US 12,436,798 B2
	Method, electronic device, and computer program product for distributed data processing
Jinpeng Liu, Shanghai (CN); Zijia Wang, WeiFang (CN); Zhen Jia, Shanghai (CN); and Jiacheng Ni, Shanghai (CN)
Assigned to Dell Products L.P., Round Rock, TX (US)
Filed by Dell Products L.P., Round Rock, TX (US)
Filed on Aug. 9, 2022, as Appl. No. 17/884,118.
Claims priority of application No. 202210873507.2 (CN), filed on Jul. 22, 2022.
Prior Publication US 2024/0028384 A1, Jan. 25, 2024
Int. Cl. G06F 9/44 (2018.01); G06F 9/48 (2006.01); G06N 20/00 (2019.01)

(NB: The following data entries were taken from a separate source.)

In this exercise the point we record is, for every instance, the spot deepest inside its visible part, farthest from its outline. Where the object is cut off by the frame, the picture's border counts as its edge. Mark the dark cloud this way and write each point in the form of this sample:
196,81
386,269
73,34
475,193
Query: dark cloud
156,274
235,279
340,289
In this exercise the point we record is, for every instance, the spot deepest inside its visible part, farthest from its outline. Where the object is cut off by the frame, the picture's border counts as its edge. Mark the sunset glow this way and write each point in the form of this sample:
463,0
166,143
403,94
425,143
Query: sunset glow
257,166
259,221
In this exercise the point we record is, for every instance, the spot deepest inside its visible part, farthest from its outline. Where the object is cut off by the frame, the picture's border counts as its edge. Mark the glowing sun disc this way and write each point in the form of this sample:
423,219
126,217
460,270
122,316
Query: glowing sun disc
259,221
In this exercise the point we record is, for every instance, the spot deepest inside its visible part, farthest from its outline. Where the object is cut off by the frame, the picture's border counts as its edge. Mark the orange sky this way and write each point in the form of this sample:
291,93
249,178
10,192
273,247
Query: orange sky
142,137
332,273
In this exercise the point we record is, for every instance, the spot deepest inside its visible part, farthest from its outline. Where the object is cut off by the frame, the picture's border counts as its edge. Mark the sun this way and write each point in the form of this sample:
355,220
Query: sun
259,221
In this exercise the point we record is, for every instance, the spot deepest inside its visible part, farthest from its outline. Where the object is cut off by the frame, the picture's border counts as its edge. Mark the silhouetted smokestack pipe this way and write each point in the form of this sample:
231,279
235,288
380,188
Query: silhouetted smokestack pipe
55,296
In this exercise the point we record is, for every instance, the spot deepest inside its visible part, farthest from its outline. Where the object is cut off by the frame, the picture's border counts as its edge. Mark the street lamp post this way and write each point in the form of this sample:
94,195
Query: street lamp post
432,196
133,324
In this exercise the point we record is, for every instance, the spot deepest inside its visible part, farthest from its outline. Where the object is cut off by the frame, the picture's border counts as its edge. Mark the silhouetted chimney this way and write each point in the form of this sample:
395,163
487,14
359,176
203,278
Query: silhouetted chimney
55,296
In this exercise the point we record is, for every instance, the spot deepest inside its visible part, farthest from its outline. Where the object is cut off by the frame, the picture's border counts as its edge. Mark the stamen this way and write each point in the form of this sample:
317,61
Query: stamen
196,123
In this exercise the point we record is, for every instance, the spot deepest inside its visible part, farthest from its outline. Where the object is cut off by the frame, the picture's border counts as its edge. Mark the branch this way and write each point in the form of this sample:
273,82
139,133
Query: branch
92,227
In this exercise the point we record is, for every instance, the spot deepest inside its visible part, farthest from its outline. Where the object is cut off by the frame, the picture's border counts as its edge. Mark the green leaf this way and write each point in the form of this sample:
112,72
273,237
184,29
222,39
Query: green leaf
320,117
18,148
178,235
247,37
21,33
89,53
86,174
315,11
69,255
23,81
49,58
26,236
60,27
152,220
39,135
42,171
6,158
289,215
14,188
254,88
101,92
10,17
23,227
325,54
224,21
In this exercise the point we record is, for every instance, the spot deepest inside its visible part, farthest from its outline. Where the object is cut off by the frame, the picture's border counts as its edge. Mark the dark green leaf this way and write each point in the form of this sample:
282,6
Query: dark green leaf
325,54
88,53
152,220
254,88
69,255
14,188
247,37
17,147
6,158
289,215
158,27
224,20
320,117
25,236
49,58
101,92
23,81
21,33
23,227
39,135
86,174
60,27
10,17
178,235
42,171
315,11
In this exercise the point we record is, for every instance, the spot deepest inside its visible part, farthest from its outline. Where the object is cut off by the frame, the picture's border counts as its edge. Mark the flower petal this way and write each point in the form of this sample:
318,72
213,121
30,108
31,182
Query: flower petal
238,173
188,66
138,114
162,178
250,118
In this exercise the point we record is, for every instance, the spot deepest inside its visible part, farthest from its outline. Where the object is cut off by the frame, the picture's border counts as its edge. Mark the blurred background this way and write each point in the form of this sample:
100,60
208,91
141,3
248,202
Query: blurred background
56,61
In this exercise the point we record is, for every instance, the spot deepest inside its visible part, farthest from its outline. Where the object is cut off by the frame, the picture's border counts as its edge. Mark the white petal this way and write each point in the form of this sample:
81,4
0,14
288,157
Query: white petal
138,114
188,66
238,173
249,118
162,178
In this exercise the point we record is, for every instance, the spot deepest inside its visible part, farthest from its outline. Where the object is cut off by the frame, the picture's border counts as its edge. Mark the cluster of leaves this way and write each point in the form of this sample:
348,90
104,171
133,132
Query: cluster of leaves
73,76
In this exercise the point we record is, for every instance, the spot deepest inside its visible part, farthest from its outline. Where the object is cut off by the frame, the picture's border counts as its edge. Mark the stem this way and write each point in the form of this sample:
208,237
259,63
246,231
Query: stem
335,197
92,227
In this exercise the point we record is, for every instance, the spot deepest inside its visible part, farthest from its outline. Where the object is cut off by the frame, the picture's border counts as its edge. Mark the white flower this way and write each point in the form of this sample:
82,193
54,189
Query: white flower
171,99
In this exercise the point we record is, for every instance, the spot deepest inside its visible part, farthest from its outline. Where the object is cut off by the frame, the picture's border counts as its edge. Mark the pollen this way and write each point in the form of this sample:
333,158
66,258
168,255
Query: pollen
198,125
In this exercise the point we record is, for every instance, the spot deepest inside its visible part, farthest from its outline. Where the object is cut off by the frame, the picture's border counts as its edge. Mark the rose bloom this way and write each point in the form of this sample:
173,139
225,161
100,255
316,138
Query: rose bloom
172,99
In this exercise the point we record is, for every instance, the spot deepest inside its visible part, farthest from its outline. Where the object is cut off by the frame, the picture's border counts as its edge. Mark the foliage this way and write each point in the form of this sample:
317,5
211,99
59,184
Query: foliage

CPC G06F 9/48 (2013.01) [G06N 20/00 (2019.01)]

20 Claims

1. A method for distributed data processing, comprising:

obtaining an input for a data processing task based on a multi-head attention mechanism, the data processing task comprising a first subtask and a second subtask, the first subtask corresponding to a first attention head in the multi-head attention mechanism, the first attention head being implemented using a first dedicated computing resource, and the second subtask corresponding to a second attention head in the multi-head attention mechanism, the second attention head being implemented using a second dedicated computing resource different than the first dedicated computing resource, wherein the first subtask and the second subtask are exclusively associated with the respective first attention head and second attention head implemented by the respective first dedicated computing resource and second dedicated computing resource, and wherein there is a one-to-one correspondence between the first attention head and the first dedicated computing resource and a one-to-one correspondence between the second attention head and the second dedicated computing resource;

transmitting the input to the first dedicated computing resource and the second dedicated computing resource, for performance of the respective first subtask and second subtask utilizing the respective first attention head and second attention head, the first dedicated computing resource corresponding to the first subtask, and the second dedicated computing resource corresponding to the second subtask; and

performing the first subtask and the second subtask on the input, utilizing the respective first attention head implemented by the first dedicated computing resource and the second attention head implemented by the second dedicated computing resource, for obtaining an output of the data processing task.